Colombia bungles extradition of inconveniently cooperative paramilitary leader: report

US authorities plan to send former paramilitary chief Salvatore Mancuso to Italy after Colombia’s government apparently dropped an extradition request, the Associated Press reported on Wednesday.

The demobilized AUC chief, who has double nationality, was supposed to be extradited to Colombia after his release from prison on March 27, but sources close to Mancuso told the American news agency that the Department of Homeland Security ordered his removal to Italy on April 16.


The return of Salvatore Mancuso, the man who demobilized Colombia’s paramilitaries


Extradition request surprisingly revoked

According to AP, Colombia’s Foreign Ministry surprisingly revoked a pending extradition request last month while concerns over the former AUC leader’s physical and judicial security in Colombia grew.

This surprise move reportedly allowed Mancuso’s attorney in the US, Joaquin Perez, to outmaneuver prosecutors seeking the extradition of the former AUC chief to Colombia.

“You have to be really naive to believe that an involuntary bureaucratic mistake is what is blocking the return of the person who knows the most about the history of the paramilitaries,” AP quoted opposition Senator Ivan Cepeda as saying.

Colombia’s ambassador to Washington DC, Fancisco Santos, has reportedly tried to block the transfer to Italy of the man who accuses him of seeking the formation of a paramilitary group in the capital Bogota in 1997.


Former paramilitary chiefs threaten reputation of many “good Colombians”


“I have no doubt they will kill him”

“Mancuso wants to return to Colombia. But it’s us, his lawyers and friends, and even some authorities, who have told him not to come back,” Mancuso’s attorney in Colombia, Jaime Paeres, told AP.

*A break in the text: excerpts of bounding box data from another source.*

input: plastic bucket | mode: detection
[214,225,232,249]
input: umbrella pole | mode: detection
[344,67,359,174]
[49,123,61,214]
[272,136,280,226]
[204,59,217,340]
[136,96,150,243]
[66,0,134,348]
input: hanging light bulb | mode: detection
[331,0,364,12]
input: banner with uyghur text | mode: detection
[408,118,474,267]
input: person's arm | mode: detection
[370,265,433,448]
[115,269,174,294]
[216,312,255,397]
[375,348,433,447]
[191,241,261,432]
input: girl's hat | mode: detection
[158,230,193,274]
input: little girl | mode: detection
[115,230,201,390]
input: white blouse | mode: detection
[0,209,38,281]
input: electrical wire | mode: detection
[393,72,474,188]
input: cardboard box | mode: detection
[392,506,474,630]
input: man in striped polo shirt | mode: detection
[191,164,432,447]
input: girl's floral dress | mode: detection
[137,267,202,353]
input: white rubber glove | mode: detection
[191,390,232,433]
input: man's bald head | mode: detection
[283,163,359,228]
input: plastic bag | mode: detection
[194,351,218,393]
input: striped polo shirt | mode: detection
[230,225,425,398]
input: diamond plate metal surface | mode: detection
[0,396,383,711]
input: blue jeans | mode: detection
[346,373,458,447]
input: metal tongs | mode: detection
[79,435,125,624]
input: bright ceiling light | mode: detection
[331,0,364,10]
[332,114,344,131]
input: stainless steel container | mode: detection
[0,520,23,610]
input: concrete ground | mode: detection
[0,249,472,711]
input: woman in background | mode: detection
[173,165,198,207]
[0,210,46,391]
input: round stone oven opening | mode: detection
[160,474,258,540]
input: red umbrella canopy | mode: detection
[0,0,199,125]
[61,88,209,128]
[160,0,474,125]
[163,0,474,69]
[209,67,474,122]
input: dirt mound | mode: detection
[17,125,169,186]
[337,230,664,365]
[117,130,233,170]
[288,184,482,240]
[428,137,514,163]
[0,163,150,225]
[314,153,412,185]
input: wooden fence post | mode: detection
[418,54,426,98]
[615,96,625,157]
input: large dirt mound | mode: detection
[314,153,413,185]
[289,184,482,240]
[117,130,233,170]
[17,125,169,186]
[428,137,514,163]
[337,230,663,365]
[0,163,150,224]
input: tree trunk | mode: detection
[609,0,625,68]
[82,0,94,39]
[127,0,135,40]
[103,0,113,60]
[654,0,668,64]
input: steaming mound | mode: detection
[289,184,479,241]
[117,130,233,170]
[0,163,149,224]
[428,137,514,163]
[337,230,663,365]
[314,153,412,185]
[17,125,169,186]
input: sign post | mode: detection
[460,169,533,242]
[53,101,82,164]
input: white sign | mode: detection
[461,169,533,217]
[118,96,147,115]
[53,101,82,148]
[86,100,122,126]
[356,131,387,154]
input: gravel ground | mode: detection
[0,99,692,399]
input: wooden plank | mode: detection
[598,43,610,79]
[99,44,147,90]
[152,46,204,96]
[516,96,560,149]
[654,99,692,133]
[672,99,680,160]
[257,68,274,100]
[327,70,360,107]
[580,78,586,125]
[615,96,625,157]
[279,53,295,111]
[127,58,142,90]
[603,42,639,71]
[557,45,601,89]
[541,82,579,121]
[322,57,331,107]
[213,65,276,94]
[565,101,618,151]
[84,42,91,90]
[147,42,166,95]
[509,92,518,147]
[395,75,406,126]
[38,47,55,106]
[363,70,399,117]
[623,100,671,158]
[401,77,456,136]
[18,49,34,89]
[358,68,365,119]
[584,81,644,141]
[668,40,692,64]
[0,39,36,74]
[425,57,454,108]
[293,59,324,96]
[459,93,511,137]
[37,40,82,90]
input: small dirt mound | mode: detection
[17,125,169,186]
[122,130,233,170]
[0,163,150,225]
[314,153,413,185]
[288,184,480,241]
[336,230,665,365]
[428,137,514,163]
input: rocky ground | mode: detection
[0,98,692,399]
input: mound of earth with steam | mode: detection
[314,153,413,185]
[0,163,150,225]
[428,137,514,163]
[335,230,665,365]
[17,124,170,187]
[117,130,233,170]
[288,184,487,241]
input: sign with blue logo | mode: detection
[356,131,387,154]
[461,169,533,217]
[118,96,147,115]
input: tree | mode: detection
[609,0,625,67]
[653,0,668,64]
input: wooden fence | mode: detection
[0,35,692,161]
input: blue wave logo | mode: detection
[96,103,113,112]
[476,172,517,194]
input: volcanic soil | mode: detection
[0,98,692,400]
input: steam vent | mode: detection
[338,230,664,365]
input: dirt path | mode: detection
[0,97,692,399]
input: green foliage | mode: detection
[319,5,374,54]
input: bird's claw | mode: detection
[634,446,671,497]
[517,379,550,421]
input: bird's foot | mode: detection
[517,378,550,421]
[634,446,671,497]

“I have no doubt they will kill him if he comes,” said the attorney who recently claimed that 35 armed men were looking for him while on a farm just outside Medellin

Ever since the transitional Justice and Peace tribunal paroled Mancuso in November last year, prosecutors and judges have tried to overturn this ruling, demanding his arrest on return.

The AUC leader reiterated his willingness to cooperate with the peace process in a phone call with demobilized guerrilla leader Rodrigo Londoño, a.k.a. “Timochenko,” last month.

Mancuso’s cooperation with justice, however, is what got former President Alvaro Uribe to extradite him without warrant in 2008, according to the former AUC chief.

“With me they extradited the truth,” Mancuso told press then.